Dans les deux cas, il est à noter que :
- un projet de territoire comme Terres de Sources peut accompagner les exploitations volontaires, et aider à sensibiliser largement autour de la question de la qualité ;
- mais aussi que le projet n’a pas de pouvoir réglementaire et n’a pas vocation à se substituer à des obligations légales ;
- et enfin que la qualité environnementale du territoire dépend évidemment des impacts d’acteurs extérieurs au projet (particulier, agriculteurs non intéressés, entreprises agro-alimentaires, …).
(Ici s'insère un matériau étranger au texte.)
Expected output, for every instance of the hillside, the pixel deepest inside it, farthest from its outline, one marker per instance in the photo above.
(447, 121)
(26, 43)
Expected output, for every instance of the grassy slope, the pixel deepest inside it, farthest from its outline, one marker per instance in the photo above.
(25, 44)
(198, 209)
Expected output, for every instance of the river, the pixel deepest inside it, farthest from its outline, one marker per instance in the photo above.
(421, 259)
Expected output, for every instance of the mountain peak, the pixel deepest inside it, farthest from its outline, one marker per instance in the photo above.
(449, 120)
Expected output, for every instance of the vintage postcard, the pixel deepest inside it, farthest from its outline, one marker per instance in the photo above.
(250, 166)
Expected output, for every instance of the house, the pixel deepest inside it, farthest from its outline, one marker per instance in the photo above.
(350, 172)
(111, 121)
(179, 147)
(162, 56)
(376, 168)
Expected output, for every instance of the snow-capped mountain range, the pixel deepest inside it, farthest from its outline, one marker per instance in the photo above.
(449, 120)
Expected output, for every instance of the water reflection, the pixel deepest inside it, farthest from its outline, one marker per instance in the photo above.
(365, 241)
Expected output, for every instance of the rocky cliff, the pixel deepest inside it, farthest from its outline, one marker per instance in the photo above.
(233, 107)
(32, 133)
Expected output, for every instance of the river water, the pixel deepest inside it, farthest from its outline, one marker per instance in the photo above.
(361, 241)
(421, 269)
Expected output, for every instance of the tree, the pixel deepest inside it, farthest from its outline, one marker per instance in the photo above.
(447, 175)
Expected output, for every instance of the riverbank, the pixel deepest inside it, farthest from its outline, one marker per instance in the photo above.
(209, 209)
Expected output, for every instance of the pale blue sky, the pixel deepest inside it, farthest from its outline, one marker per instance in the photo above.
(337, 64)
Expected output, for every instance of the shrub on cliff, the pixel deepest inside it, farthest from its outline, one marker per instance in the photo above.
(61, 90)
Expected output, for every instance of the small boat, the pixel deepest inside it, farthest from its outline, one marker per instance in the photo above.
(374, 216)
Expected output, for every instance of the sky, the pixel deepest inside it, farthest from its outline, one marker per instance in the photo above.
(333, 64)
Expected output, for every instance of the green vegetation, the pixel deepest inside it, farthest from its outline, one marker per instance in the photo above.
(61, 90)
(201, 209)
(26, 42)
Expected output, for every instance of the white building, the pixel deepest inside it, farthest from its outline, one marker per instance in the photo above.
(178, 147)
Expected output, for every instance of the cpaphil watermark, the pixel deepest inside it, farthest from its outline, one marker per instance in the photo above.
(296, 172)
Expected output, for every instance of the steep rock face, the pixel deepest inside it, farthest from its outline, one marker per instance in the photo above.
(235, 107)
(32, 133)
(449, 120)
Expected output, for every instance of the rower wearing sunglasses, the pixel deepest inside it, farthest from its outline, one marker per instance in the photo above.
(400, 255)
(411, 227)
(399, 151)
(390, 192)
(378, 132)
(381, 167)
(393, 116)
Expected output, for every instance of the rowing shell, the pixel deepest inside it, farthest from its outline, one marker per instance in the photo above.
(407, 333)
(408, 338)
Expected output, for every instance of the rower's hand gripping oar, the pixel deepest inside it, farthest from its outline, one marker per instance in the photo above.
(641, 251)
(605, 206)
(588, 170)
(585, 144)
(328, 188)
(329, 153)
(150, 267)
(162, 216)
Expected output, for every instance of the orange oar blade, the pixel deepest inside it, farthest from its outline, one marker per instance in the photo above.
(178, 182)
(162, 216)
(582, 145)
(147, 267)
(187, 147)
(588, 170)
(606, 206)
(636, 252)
Le cadre réglementaire et politique a donc évidemment un impact au moins aussi important que celui d’un projet de territoire, bien que celui-ci joue un rôle complémentaire.
En conclusion, on peut noter que le projet Terres de Sources a la volonté de réduire les pollutions d’origine agricole de l’eau au niveau des bassins d’alimentation en eau de la population du bassin rennais. La mobilisation des leviers économiques (marché public aujourd’hui, label demain, paiements pour services environnementaux en complément) témoigne de la volonté d’inscrire la protection de la ressource dans le temps long, en partenariat avec les consommateurs du territoire.
Un choix a été fait d’estimer les impacts territoriaux du projet à travers le suivi des pratiques agronomiques au niveau des exploitations (avec les limites discutées ci-dessus). Pour quantifier ces pratiques, l’accès aux bases de données pertinentes semble parfois compliqué. L’ouverture en cours des données publiques pourrait toutefois en faciliter l’accès pour des projets qui nécessitent de toucher largement la profession agricole (problématique de la part des exploitations agricoles engagées dans la préservation de la ressource) et de pérenniser les actions sur le temps long (question de la dynamique des polluants dans le milieu).
Enfin, la cohérence des actions du projet avec les politiques publiques et réglementations est indispensable pour que la réduction des concentrations en polluants soit réelle.